Markets are now turning their attention to a series of key economic events that could influence the pair. Investors are awaiting the release of the US Producer Price Index (PPI), which serves as an early indicator of inflation trends. A stronger-than-expected reading could reinforce expectations that inflation remains persistent, supporting the US dollar and limiting its recent weakness. Conversely, a softer-than-expected reading could strengthen market bets on future Fed rate cuts, putting additional pressure on the greenback.
Meanwhile, markets are also awaiting the Bank of Canada’s interest rate decision, along with the Monetary Policy Report and the Governor’s press conference. A more hawkish tone from the Bank of Canada could provide further support to the Canadian dollar, increasing downside pressure on USD/CAD. On the other hand, a more dovish stance could allow the pair to stage a corrective rebound. In addition, investors will closely monitor Federal Reserve Chairman Kevin Warsh's congressional testimony for any fresh clues regarding the future direction of US monetary policy.
Technical Outlook
Figure: USDCAD, H4, Trading ViewUSD/CAD had been trading within a well-defined uptrend, forming a series of higher highs and higher lows, highlighted by the green markers on the chart. However, the trend shifted after the pair broke below 1.42016, which represented the last Higher Low in the bullish market structure. This break signaled a transition from a bullish to a bearish trend.
The continued formation of lower highs and lower lows has since confirmed the bearish structure and highlighted the ongoing weakness of the US dollar against the Canadian dollar.

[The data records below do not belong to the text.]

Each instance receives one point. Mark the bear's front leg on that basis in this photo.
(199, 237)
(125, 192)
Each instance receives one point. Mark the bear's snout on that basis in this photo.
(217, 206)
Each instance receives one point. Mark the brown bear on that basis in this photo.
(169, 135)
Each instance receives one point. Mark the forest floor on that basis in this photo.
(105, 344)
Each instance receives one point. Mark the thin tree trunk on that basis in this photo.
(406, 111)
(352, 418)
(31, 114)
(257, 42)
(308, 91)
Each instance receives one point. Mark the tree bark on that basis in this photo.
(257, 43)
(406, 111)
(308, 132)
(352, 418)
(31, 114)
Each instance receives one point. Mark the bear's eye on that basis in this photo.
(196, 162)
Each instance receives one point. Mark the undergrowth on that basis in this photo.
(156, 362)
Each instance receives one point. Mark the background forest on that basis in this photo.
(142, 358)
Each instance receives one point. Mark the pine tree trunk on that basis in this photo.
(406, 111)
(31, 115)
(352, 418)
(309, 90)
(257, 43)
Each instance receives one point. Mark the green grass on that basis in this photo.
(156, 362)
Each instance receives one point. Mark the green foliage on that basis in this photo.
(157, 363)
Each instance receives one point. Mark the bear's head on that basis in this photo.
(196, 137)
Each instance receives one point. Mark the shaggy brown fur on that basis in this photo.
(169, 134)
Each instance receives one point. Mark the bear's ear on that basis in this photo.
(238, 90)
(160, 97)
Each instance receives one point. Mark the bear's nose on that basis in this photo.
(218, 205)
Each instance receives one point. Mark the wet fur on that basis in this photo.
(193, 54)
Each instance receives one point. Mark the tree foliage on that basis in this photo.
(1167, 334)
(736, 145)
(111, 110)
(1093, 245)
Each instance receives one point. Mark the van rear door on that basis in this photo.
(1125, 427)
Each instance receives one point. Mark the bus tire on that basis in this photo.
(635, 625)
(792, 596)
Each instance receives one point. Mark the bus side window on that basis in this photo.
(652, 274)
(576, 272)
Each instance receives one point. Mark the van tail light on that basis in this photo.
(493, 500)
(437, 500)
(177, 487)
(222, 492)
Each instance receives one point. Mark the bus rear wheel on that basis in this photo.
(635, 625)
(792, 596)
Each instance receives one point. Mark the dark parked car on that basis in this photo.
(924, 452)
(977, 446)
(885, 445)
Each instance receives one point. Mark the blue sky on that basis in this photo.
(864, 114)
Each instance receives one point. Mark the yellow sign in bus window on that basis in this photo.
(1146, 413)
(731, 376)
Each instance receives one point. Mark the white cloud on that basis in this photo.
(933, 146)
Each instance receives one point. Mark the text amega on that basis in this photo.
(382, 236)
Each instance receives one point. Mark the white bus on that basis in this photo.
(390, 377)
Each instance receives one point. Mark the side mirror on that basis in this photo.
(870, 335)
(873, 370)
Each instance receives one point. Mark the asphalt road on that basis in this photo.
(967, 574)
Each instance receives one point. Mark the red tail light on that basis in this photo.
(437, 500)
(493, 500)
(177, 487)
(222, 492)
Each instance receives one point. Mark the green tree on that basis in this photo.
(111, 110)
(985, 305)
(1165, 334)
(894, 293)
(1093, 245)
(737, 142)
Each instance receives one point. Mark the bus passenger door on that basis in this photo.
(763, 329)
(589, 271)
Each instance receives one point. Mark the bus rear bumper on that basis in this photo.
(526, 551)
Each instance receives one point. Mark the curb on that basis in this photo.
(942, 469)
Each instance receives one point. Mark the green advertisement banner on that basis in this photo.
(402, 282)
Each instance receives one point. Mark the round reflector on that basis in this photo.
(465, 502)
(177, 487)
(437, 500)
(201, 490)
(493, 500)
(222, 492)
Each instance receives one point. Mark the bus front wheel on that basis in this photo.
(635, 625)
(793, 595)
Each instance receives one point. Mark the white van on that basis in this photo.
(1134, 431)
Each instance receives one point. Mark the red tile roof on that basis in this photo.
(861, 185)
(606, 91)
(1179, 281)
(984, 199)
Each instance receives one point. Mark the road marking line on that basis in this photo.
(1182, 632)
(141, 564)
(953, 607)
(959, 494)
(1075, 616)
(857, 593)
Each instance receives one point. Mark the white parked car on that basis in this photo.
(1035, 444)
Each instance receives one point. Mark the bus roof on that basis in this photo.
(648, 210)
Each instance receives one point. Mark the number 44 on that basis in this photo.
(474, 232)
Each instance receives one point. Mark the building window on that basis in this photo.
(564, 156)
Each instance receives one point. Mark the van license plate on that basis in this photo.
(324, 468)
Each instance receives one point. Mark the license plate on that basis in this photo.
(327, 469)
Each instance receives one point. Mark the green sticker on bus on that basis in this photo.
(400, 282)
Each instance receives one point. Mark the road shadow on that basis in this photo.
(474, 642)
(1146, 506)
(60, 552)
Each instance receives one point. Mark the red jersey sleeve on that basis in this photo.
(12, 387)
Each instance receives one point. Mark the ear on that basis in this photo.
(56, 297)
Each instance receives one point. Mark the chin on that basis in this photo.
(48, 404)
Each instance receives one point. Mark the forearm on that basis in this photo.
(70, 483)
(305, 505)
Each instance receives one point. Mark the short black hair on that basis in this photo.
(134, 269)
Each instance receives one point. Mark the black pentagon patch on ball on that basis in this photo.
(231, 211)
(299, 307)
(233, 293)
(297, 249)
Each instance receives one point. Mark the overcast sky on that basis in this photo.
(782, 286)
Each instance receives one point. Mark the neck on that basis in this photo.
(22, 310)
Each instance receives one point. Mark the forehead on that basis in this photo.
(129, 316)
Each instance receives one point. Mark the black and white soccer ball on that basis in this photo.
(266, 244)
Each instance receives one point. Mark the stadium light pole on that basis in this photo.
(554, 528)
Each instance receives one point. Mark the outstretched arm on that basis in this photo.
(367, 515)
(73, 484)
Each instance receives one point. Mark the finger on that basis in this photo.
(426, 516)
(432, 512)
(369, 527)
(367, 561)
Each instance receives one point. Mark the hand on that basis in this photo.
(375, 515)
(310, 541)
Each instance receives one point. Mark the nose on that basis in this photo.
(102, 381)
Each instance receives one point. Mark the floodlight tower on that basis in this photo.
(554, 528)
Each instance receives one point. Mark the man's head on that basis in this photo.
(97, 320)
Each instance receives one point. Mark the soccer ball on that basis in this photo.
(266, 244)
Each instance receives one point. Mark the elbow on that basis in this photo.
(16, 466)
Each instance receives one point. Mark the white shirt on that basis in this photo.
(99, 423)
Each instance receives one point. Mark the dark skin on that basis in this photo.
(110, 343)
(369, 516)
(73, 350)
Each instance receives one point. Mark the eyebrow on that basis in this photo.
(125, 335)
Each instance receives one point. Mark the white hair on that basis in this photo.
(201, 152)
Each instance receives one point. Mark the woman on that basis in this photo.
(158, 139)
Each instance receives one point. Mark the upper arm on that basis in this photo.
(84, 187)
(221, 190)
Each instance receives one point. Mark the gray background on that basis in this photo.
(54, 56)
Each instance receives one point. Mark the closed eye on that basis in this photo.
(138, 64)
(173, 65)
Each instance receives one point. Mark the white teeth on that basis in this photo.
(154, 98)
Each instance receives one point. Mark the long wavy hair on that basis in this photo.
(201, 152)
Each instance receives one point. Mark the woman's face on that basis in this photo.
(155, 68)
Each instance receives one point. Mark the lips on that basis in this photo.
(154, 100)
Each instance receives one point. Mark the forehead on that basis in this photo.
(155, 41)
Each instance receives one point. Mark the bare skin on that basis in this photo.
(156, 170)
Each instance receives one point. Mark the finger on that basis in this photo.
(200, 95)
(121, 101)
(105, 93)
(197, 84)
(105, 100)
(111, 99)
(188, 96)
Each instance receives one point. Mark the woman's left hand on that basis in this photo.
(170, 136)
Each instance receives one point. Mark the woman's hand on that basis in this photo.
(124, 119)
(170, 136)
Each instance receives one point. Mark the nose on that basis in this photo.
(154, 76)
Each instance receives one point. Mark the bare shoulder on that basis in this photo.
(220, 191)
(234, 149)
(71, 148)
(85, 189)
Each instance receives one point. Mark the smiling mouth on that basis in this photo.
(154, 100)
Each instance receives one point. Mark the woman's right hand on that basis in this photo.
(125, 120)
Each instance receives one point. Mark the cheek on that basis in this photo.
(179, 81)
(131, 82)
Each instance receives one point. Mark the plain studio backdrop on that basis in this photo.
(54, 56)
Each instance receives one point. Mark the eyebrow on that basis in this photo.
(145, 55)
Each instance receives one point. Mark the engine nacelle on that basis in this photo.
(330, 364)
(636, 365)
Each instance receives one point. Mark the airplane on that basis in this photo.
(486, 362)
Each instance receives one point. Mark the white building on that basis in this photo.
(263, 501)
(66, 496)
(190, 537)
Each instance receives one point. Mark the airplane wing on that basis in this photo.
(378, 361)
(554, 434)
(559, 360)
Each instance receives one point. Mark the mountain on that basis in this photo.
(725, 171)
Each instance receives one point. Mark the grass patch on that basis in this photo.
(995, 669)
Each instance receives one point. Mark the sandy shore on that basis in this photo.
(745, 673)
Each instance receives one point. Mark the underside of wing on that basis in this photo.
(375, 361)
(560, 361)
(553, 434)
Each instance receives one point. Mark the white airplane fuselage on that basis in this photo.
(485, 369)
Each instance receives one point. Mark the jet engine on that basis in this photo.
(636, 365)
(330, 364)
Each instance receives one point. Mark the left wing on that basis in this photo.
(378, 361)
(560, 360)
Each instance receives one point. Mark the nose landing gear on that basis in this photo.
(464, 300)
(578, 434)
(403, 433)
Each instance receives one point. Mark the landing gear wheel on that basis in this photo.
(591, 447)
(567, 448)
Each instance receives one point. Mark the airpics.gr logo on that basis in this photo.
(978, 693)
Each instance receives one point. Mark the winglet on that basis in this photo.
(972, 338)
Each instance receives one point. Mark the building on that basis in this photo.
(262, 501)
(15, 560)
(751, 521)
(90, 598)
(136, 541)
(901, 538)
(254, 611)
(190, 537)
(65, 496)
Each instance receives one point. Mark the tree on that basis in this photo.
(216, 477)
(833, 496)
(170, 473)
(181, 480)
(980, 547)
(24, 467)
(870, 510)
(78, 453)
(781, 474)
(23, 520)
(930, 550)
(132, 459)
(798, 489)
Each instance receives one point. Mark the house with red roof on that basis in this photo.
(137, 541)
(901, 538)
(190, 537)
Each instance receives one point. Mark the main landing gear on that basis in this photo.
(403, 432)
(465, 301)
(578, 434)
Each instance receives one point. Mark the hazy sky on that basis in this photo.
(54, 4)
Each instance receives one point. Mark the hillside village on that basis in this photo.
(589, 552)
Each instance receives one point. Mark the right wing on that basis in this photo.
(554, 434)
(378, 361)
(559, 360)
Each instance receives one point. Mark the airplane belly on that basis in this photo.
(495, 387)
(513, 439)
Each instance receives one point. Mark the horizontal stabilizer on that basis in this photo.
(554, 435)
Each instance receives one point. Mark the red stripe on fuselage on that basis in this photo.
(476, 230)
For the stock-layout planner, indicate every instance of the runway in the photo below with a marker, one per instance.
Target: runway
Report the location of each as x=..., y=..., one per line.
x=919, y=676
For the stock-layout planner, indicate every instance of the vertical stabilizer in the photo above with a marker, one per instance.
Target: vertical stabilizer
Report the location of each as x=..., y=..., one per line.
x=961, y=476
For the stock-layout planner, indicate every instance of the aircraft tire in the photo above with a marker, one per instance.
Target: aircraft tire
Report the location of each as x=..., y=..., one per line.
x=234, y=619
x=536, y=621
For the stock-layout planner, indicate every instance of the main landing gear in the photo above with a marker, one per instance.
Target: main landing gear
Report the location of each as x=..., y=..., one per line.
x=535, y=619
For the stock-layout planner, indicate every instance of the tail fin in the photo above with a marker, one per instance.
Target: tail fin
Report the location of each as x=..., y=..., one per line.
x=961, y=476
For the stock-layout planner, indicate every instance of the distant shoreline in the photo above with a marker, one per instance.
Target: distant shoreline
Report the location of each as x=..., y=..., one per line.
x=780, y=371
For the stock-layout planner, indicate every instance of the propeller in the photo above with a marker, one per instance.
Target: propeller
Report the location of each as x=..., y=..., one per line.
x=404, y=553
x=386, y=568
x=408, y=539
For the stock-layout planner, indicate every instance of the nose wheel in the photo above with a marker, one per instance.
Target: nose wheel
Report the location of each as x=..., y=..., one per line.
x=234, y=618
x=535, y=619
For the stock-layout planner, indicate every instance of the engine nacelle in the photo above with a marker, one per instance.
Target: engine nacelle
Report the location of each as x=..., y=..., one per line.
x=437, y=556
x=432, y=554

From a short-term perspective, the pair could witness a corrective rebound toward the highlighted supply zone between 1.41475 and 1.41581 before potentially resuming its downward trend, provided bearish momentum remains intact and selling pressure on the US dollar persists.
On the upside, 1.41747 represents the latest Lower High within the current bearish structure. A break and sustained close above this level would signal a shift from a bearish to a bullish market structure, invalidating the bearish scenario and opening the door for further upside.